Viral spread in all injection areas (AHN, HPC) are depicted by the green blots across coronal plates of mouse brain atlas. Color bar, the number of mice with viral expression in the area (DAPI, blue; ChR2, green). Scale bar 200 µm.

Figure 4—figure supplement 2. The effects of low- vs high-frequency HPC→AHN pathway activation.

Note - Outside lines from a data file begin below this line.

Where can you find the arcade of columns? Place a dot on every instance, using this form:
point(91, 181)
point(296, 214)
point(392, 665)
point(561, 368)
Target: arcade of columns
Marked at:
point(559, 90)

(a) Schematic illustration of open field box where the low- and high-frequency HPC→AHN pathway stimulation occurred. (b) Testing paradigm for with low- vs. high-frequency HPC→AHN pathway stimulation. (c–g) Behavioral changes induced by low-frequency (6 Hz) stimulation. (c) No jumping observed upon stimulation. (d) Freezing did not change (two-way RM ANOVA, light x genotype, F(2, 36) = 0.0762, p=0.9268, NS, light effect, F(1.040, 18.73) = 1.947, p=0.1793, NS, genotype effect, F(1, 18) = 0.1065, p=0.7479, NS). (e) Speed did not change (two-way RM ANOVA, light x genotype, F (2, 36) = 1.656, p=0.2051, NS, light effect, F(1.860, 33.48) = 2.281, p=0.1211, NS, genotype effect, F (1, 18) = 0.5189, p=0.4806, NS). (f) Grooming was decreased upon stimulation (two-way RM ANOVA, light x genotype, F(2, 36) = 0.6101, p=0.5488, NS, light effect, F(1.640, 29.53) = 0.08480, p=0.8846, NS, genotype, F(1, 18) = 10.22, **p=0.005). (g) Rearing did not change (two-way RM ANOVA, light x genotype, F (2, 36) = 0.5721, p=0.5694, NS, light effect, F (1.927, 34.69) = 13.27, ****p<0.0001, Sidak’s multiple comparison test, NS, genotype effect, F (1, 18) = 0.07171, p=0.7919, NS). (h–l) Behavioral changes induced by highfrequency (20 Hz) stimulation. (h) No jumping observed upon stimulation. (i) Freezing did not change (two-way RM ANOVA, light x genotype, F (2, 36) = 0.5866, p=0.5614, NS, light effect, F(1.693, 30.47) = 1.614, p=0.2173, NS, genotype effect, F (1, 18) = 0.0006919, p=0.9793, NS). (j) Speed was increased upon stimulation (two-way RM ANOVA, light x genotype, F (2, 36) = 15.26, ****p<0.0001, light effect, F (1.779, 32.02) = 8.293, **p=0.0018, genotype effect, F (1, 18) = 1.916, p=0.1832, NS, Sidak’s multiple comparison test, ON, *p=0.0402). (k) Grooming did not change (two-way RM ANOVA, light x genotype, F(2, 36) = 0.3965, p=0.6756, NS, light effect, F (1.839, 33.09) = 0.5543, p=0.5653, NS, genotype effect, F(1, 18) = 2.738, p=0.1153.) (l) Rearing did not change (two-way RM ANOVA, light x genotype, F (2, 36) = 0.2581, p=0.7739, NS, light effect, F (1.715, 30.86) = 0.03206, p=0.9524, NS, genotype effect, F (1, 18) = 0.03084, p=0.8626, NS). Sidak’s multiple comparison test: *p < 0.05, **p < 0.01, ***p < 0.001, ****p<0.0001.